As Crikey went to press, Australians were still waiting for the secretive Trans Pacific Partnership negotiations to conclude so we can finally learn the extent and detail of this massive free trade agreement. A final agreement was supposed to be made public this morning, but at midday trade ministers from the 12 Pacific rim countries — including our own Andrew Robb — were still locked in negotiations in Atlanta, with reported sticking points over agriculture and pharmaceuticals.

Thanks to WikiLeaks, we have seen several draft chapters of the agreement, but our own government has seen it fit to keep secret the details of a deal that could have far-reaching consequences for Australian voters and business — including the ability for foreign companies to sue governments for passing legislation that costs them money. And while the deal has been negotiated out of the sight of voters, the biggest US companies have not only been allowed to see the treaty text over the last few years, but in some cases have been allowed by the US government to dictate it.
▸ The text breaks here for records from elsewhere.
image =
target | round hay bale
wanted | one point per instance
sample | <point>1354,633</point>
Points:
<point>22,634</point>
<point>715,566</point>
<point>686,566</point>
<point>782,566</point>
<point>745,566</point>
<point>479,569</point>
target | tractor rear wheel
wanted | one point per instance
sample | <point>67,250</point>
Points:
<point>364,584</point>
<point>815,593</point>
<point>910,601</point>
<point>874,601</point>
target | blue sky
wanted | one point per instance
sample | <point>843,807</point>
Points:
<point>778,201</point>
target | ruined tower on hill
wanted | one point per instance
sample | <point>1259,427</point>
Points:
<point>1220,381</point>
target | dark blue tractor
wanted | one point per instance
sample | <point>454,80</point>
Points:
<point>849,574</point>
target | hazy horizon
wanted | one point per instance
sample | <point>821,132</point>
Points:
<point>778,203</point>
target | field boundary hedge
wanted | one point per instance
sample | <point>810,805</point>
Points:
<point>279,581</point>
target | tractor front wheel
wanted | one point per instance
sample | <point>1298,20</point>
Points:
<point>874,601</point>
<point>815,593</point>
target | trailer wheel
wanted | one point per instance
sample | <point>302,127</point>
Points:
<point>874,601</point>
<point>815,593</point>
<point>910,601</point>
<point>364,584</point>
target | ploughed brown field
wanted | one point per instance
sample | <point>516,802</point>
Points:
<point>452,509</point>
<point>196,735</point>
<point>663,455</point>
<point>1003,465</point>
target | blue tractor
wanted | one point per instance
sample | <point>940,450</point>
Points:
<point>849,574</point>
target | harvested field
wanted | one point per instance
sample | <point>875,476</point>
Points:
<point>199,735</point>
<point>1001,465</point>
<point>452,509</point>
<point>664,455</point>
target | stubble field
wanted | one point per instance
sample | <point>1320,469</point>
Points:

The TPP has been criticised not only by NGOs, the Greens, environmental and health activists and human rights advocates, but by major economists around the world and by the hardheads of Australia’s own Productivity Commission, which has professed scepticism about the wild claims advanced by the current government about the benefits of preferred trade agreements.

If the Turnbull government fails to immediately refer the finalised TPP to the Productivity Commission for a full-scale assessment, there’s every reason to be suspicious that Australia’s interests have been sacrificed to those of large US corporations.